Whence the page size variation?
Moderator: General Moderators
-
RobBroekhuis
- Forum Newbie
- Posts: 5
- Joined: Tue Nov 02, 2004 6:32 am
- Location: Allentown, PA, USA
Whence the page size variation?
I've noticed that page sizes for .php pages, as reported by the number of bytes in my server logs, always move up and down a little bit. But the issue got a little more of my attention when I noticed this morning that one of my main database-generated pages varies by as much as 6000 bytes (between 35000 and 41000). The database isn't changing, and the page as presented to the user isn't changing. There is no querystring, nothing fancy. So where do the size variations come from?
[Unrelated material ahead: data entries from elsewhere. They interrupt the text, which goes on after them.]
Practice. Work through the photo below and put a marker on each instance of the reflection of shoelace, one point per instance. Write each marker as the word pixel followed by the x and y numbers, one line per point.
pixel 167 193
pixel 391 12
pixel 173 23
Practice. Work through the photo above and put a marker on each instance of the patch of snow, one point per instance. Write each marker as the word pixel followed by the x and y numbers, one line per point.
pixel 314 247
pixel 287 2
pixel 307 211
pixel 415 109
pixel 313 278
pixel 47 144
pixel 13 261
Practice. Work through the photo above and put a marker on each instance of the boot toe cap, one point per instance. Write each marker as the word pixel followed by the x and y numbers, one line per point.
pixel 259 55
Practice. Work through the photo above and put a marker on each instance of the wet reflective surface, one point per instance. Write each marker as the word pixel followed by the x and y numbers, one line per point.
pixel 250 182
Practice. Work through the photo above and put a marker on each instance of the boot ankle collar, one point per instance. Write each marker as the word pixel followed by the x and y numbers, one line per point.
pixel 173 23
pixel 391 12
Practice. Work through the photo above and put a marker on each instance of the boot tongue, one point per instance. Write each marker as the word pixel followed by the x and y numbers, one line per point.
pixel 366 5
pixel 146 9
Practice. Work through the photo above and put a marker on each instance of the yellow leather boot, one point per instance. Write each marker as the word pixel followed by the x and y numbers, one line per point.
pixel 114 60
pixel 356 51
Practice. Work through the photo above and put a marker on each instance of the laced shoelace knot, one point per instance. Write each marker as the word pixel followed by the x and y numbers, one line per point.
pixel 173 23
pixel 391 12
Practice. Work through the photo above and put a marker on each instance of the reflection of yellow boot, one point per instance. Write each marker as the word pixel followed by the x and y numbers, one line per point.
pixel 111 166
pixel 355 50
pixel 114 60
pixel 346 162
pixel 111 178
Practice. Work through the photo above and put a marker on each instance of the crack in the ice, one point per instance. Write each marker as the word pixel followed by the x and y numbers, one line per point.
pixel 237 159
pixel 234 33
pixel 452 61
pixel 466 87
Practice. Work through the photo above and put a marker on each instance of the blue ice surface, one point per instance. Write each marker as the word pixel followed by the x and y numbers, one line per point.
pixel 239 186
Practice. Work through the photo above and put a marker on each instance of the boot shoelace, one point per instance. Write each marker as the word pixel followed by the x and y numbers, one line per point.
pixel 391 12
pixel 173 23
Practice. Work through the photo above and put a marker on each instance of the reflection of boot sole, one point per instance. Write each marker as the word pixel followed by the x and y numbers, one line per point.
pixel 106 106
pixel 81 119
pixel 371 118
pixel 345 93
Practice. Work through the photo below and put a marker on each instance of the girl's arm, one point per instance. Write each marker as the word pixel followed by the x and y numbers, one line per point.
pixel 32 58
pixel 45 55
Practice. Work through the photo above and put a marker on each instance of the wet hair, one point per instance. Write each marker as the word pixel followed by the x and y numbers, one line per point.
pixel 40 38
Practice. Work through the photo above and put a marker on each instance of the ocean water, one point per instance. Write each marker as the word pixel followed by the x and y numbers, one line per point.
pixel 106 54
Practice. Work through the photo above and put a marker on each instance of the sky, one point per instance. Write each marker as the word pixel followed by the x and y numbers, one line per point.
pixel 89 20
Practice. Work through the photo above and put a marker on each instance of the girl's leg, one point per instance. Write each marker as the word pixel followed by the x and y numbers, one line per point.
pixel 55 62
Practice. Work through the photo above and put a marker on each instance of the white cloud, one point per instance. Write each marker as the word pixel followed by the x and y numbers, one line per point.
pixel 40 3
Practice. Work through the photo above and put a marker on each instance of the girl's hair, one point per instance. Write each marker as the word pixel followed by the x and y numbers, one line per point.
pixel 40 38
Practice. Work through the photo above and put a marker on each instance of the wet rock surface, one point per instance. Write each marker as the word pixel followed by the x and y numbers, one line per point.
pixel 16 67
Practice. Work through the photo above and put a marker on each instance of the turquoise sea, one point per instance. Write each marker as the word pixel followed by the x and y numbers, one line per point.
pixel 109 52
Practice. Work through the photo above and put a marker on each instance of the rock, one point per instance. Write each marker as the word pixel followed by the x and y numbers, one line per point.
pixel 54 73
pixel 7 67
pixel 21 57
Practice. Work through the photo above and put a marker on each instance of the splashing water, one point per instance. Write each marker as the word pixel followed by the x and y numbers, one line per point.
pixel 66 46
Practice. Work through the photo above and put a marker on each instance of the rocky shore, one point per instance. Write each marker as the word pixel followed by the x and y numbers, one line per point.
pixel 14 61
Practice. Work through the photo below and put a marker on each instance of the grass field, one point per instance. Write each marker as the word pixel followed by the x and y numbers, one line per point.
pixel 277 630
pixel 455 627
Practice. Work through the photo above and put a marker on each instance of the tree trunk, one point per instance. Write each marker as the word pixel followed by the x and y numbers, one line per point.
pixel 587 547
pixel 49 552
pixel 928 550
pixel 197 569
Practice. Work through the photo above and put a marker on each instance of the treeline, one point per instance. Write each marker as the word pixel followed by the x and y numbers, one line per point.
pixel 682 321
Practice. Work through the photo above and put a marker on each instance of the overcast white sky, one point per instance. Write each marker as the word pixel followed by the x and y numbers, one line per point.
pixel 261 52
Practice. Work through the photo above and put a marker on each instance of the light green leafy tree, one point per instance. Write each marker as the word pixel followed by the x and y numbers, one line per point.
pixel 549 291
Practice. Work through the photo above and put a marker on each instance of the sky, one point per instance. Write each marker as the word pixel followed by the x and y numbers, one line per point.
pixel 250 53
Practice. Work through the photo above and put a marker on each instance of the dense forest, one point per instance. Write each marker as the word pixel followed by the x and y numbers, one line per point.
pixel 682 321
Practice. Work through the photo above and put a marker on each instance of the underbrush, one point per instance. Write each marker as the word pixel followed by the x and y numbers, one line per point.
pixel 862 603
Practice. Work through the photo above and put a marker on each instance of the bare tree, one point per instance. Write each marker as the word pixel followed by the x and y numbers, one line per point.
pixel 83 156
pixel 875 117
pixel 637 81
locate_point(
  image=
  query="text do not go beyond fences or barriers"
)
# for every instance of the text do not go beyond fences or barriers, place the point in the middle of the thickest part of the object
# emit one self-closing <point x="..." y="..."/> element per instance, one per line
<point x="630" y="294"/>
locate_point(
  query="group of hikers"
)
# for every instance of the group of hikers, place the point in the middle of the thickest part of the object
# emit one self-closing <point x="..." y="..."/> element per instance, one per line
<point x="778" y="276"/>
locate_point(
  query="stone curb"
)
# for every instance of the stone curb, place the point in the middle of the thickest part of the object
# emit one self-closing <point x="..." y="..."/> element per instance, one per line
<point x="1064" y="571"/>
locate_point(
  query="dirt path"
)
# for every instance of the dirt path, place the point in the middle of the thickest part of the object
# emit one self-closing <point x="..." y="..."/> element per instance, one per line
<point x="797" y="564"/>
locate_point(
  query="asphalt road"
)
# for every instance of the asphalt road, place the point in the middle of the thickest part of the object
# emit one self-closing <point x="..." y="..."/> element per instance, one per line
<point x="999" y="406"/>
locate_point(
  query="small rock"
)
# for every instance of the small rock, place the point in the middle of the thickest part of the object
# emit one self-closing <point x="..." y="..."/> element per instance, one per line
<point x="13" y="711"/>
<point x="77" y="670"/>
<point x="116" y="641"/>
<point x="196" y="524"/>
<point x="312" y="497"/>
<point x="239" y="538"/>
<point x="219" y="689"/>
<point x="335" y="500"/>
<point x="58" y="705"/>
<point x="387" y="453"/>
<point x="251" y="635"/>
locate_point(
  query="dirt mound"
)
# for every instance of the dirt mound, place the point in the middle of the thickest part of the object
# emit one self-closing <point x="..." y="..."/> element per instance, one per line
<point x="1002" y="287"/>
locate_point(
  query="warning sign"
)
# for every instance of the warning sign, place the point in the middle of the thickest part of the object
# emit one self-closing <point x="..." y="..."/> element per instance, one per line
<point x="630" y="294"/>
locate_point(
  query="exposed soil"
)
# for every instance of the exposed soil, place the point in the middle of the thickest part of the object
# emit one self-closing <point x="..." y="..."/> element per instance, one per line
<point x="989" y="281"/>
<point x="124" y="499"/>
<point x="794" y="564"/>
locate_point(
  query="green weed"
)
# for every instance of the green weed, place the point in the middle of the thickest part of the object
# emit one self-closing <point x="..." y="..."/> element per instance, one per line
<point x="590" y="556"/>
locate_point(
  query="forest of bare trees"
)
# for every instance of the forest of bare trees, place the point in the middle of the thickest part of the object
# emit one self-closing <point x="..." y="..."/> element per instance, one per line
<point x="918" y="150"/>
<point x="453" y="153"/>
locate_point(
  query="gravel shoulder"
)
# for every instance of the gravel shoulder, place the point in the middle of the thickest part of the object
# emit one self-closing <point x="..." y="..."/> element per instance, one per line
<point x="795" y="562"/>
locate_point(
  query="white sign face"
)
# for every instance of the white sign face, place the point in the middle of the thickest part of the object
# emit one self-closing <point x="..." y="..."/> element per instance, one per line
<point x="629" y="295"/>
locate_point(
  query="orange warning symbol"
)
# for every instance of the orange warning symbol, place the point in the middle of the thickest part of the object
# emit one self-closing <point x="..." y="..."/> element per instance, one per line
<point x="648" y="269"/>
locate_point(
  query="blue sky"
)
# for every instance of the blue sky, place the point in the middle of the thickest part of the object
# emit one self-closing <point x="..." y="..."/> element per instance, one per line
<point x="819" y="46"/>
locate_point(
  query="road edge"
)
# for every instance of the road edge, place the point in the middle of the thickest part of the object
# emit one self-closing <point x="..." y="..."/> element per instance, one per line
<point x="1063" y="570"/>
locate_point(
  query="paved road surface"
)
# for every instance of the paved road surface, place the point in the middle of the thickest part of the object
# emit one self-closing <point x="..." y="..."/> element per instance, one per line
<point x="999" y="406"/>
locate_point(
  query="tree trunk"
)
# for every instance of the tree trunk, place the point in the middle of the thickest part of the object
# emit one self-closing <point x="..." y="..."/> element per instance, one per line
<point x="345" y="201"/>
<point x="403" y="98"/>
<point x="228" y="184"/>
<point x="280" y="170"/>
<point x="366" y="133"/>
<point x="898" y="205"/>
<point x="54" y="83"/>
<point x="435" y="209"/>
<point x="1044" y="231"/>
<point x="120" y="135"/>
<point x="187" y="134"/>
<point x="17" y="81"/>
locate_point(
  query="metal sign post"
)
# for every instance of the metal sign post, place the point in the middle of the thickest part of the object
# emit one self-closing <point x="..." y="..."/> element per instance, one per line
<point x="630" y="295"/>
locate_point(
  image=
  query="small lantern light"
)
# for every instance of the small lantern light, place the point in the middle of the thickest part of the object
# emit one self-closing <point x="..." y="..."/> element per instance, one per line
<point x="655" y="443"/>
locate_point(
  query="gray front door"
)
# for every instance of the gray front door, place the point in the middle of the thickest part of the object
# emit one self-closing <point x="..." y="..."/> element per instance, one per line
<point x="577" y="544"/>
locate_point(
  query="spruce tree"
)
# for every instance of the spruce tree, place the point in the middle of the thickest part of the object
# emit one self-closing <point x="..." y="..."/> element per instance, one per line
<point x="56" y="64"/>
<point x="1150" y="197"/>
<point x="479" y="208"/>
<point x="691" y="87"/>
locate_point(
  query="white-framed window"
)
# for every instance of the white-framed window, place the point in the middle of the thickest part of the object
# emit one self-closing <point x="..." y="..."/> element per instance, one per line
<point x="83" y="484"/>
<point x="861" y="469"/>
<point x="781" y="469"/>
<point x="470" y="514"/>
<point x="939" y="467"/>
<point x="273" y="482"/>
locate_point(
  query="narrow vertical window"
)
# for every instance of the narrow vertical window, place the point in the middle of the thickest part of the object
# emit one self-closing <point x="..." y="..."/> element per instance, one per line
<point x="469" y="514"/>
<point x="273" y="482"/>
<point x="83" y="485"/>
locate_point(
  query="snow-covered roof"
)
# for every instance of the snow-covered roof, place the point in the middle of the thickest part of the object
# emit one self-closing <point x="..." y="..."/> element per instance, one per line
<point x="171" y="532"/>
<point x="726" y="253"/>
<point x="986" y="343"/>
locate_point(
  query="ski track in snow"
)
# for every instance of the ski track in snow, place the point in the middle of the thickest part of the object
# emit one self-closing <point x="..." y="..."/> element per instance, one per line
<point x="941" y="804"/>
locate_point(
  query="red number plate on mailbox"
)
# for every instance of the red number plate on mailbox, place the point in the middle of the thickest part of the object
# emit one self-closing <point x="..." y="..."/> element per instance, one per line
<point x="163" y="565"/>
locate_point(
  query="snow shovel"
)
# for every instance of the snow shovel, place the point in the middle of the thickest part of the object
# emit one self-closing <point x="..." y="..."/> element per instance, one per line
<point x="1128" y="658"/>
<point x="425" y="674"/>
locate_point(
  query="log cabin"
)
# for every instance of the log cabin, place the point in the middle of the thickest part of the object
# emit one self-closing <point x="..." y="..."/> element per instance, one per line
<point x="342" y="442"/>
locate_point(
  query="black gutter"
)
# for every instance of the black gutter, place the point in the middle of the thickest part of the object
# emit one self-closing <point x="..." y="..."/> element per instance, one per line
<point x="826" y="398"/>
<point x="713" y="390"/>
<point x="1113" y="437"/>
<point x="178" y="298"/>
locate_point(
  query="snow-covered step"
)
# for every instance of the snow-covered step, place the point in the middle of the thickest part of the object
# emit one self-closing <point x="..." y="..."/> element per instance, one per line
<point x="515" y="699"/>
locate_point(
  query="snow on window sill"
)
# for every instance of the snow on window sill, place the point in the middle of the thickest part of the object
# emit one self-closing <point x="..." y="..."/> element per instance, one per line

Please set me straight - thanks!
Rob
Please set me straight - thanks!
Rob
-
kettle_drum
- DevNet Resident
- Posts: 1150
- Joined: Sun Jul 20, 2003 9:25 pm
- Location: West Yorkshire, England
maybe its throwing error messages? check which user agent conforms to the oddly sized pages, and maybe try viewing the site w/ that browser.
you could also temporarily use output buffering to capture the output sent to the user and log it, so you can look at it
you could also temporarily use output buffering to capture the output sent to the user and log it, so you can look at it
Code: Select all
<?php
ob_start(); // put this at the very beg of the script, make sure its beforeany includes
// entires script goes here
$output = ob_get_contents(); // put this at very end of script, after all includes
// write the $output to a file
$filename = time() . '.html';
$fp = fopen($filename, 'w');
fwrite($fp, $output);
fclose($fp);
echo $output; // still gotta show it to the user or they wont like your website much
?>-
RobBroekhuis
- Forum Newbie
- Posts: 5
- Joined: Tue Nov 02, 2004 6:32 am
- Location: Allentown, PA, USA
partial answers...
To partly answer your followup questions...
No - the html content of the page is not changing (no username, date, or other variations). When I load the page twice into IE, "view source", and save as text file, the two text files have identical size. The two log entries show a different number of bytes.
So I get the size variations for my own requests - but the most extreme variations I've seen come when Googlebot requests the same page twice. Does that help in understanding the issue?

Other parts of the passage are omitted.